Wear a mask! And stay home!
Neither is Rachel Handler, staff writer at Vulture, who last week wondered which Christopher Nolan movie she would risk her life to see in a theater during a pandemic. This was and I cannot stress this enough superior Internet content. I mean, this was a sensational post. I seethed with faux-jealousy that I failed to come up with it first and I tip my blogging beret to Handler and link to it again right here to ensure you do not miss it. Still, her post got me to thinking, as it absolutely had to, which Nolan movie I would risk my life to see in a theater.  

There is some irony to this question given the half-baked and not entirely consistent theory I have developed in the outpost of my mind that despite his commitment to IMAX and 70mm that in an era where TV and movies are blurring, Christopher Nolan is so beloved because he is the biggest small screen director working today.

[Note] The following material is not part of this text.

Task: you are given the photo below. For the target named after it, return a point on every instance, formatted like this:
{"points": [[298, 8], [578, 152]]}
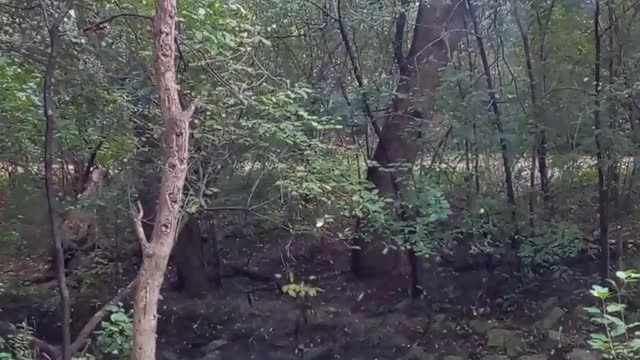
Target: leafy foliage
{"points": [[620, 339], [115, 335]]}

I say that because of his fetish for sprawling narratives, a la “The Dark Knight” trilogy, that feel like works of serialized television and his preference for concocting intricate puzzles, a la “Inception” and “The Prestige”, intended to be poured over in group chats afterward as much as experienced in the moment. Despite “Interstellar”, which still skews too talky, and “Dunkirk”, which might be the best piece of pure cinema Nolan has created, he is less proficient as many of his colleagues in telling his stories through images. Look no further than “Inception’s” ultimate moment when he falls back on the old voiceover stacked on top of flashbacks trope; c’mon, man.


If there was one Nolan movie I would risk my life to see on the big screen, then, it might be “Batman Begins.” Not because the methodical nature of a Nolan joint might be at its best here but because that one mid-movie scene, cutting from our first glimpse of the Bat Signal to Batman standing atop Gotham, looking out over it, its protector, is the rare memorable Nolan image, manifest in its visual sweep. But no, if I was going to risk my life to see one Nolan movie on the big screen, it would be “The Dark Knight Rises.” 


Not because of any one image, though, but because of Anne Hathaway as Selina Kyle as Catwoman. “Anne Hathaway,” Handler wrote, “is the only one who understands that Christopher Nolan’s movies are gay camp.” I’d never thought of it like that and I’d love for Handler to see that whole idea through in a more extensive piece. I just loved Hathaway because it’s the best performance to ever emerge from a Nolan movie. It’s the best because, as Handler implies, Hathaway is reading the material in an entirely different way, having a ball rather than grinding her teeth as is typically required of actors under the direction of Nolan.

Everything in Nolan-verse is designed to his exacting specifications to be just so, but Anne Hathaway in “The Dark Knight Rises” is something else, in both meanings of the phrase, splendid in a performance that rather than existing as merely a marionette, breaks free and just seems to be making it up as she goes along.